In a hardwood fall of about 40 cm, cut with a chisel or a hatchet with a section a few millimeters larger than the diameter of the future peg (square of 12 mm for a peg of ø 10, example).
● At this point, their regularity does not matter too much. Taper them slightly to squeeze one end into the drill chuck and engage the other side into the die hole. With the drill running at medium speed, apply downward pressure: the starting slab gradually turns into a round peg as the wood passes through the die.
If the die is held in a vice, take into account the thickness of the jaws for tracing. A useless precaution if you use the die tight flat between the trays of a workbench.
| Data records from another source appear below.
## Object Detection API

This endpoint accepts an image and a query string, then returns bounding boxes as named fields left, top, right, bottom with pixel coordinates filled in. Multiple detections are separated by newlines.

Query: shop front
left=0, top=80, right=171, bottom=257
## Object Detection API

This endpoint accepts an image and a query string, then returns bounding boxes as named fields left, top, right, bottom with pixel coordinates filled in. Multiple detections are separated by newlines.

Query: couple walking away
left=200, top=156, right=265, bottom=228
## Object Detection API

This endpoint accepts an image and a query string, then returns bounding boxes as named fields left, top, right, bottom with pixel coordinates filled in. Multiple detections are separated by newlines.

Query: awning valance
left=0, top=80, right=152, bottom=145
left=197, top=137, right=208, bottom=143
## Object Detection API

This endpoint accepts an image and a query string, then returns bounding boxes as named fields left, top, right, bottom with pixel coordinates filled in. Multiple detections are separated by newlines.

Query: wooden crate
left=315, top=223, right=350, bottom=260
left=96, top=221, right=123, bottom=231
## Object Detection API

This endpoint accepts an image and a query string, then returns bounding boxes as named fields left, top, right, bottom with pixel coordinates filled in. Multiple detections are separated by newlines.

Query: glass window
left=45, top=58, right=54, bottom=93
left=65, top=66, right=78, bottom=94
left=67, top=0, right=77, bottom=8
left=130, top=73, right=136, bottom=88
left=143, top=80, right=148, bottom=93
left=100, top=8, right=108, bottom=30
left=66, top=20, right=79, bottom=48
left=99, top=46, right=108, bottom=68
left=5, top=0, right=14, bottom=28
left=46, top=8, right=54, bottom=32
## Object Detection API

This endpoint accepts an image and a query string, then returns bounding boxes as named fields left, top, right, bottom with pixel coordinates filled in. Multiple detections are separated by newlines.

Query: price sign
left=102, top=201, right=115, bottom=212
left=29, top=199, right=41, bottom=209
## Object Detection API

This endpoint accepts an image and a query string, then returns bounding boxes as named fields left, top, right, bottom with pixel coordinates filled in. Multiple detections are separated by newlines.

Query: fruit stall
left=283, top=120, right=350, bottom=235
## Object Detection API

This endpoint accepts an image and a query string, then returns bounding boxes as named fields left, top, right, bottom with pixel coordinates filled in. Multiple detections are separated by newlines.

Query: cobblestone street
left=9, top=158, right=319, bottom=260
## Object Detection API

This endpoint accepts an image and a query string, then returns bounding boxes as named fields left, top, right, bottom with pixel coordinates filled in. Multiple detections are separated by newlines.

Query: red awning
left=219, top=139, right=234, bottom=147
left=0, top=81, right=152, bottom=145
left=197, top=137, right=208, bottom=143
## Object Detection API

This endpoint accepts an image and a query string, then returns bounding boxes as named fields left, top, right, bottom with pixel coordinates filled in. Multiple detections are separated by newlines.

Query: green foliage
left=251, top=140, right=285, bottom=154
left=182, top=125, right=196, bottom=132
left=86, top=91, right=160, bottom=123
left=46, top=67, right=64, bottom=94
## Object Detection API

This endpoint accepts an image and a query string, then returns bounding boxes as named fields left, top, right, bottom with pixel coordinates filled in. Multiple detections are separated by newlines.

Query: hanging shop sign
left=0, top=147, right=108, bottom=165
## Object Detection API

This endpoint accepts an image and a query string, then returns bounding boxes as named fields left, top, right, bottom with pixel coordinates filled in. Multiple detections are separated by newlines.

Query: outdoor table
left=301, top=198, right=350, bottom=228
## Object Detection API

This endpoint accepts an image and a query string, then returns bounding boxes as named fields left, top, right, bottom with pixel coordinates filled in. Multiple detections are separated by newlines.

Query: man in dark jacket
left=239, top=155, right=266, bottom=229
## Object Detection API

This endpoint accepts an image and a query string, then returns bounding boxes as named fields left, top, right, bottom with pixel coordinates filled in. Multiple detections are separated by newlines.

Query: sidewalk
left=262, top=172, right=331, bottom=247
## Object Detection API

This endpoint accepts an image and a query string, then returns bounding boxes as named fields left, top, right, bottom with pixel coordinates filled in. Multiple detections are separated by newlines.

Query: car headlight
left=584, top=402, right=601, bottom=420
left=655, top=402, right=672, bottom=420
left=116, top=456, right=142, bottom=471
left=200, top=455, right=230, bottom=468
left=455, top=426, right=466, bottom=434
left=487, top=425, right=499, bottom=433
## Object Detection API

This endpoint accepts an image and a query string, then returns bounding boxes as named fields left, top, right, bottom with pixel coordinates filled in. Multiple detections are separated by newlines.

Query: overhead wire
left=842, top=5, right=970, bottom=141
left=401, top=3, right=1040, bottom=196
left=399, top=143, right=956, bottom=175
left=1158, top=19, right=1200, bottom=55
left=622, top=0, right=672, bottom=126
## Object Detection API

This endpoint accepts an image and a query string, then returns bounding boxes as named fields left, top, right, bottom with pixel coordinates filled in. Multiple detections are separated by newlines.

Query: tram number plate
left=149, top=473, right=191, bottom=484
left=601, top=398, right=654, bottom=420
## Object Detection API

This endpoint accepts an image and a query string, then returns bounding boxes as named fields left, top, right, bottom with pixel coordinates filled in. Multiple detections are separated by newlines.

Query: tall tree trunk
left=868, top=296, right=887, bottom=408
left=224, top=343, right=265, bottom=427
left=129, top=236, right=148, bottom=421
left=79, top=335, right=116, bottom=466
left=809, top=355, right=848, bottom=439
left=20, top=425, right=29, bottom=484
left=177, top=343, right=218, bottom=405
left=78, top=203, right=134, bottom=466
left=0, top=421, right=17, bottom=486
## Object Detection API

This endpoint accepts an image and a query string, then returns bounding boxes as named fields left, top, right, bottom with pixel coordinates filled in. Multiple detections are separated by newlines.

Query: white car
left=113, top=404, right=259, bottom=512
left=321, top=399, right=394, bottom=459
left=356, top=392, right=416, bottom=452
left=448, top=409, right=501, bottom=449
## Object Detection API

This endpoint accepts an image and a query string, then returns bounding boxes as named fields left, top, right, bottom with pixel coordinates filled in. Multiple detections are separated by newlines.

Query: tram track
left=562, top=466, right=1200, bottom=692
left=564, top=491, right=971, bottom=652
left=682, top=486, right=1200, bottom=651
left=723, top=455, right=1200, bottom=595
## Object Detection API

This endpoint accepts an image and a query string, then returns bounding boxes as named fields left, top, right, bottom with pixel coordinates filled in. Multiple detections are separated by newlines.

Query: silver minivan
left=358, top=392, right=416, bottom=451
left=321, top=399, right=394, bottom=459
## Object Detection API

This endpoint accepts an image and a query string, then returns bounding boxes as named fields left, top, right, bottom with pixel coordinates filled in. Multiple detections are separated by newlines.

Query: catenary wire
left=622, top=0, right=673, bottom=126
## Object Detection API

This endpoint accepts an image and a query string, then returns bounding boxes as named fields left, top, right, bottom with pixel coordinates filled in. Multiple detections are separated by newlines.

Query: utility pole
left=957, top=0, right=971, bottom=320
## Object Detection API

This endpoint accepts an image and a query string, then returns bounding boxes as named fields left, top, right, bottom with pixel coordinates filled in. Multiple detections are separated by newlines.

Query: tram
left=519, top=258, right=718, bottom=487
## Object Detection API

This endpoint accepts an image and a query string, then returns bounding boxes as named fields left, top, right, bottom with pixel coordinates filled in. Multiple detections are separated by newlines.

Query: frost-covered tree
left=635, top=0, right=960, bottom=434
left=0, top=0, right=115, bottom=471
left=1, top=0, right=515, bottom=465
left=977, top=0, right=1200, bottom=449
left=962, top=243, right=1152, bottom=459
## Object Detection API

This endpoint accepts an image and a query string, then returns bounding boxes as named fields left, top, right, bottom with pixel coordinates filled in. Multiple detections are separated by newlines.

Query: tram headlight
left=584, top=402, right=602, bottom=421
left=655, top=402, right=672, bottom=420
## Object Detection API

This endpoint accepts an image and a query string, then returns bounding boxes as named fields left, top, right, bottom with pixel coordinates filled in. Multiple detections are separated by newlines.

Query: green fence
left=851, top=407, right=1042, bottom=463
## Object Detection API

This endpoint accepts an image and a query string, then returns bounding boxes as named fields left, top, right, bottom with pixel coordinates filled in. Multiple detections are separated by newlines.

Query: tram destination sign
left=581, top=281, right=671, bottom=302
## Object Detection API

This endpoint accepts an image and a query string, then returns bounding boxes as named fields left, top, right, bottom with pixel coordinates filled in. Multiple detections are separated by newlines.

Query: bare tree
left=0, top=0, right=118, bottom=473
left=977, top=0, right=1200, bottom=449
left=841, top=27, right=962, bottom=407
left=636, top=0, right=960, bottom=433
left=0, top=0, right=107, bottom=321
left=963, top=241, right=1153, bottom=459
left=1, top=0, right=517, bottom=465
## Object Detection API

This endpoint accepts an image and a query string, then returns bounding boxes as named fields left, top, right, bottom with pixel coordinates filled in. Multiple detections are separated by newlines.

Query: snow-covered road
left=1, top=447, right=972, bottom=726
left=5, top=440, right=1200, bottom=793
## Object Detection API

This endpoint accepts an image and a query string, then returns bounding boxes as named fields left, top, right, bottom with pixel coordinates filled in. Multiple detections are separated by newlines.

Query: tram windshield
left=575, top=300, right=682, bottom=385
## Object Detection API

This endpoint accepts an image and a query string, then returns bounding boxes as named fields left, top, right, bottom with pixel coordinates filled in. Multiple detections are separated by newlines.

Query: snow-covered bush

With a punch, mark the centers of the holes corresponding to the different diameters of the dowels. Space them enough to avoid overlaps when drilling.
Drill the thick metal
In the absence of a real drill on a column, a support like this one is quite sufficient to pierce thick metal. Remember to lubricate the drill with a few drops of cutting oil.
Orient and save three cutting lips
Using the chisel, cut three cutting lips on the periphery of each hole. Pay attention to their orientation according to the direction of rotation of the drill. They must protrude by about a millimeter.
With a rat tail file, gently deburr the edges of the holes making sure to adjust the end of the lips exactly in alignment with the holes. The regularity of the ankles depends on it.
Discard falling wood
Ankles can be made from falling wood. Here, an oak floorboard is cut in the direction of the wood grain into squares with a cross section of about 12 mm.
Cut the ends into a point
Both ends of the stem are cut to a point. One is clamped in the chuck of the drill, the other is presented in the passage of the die corresponding to the chosen diameter.
Find the ideal rotation speed
A bit of trial and error is inevitable before finding the ideal rotational speed depending on the wood species. Push firmly, but not excessively so as not to burst the wood.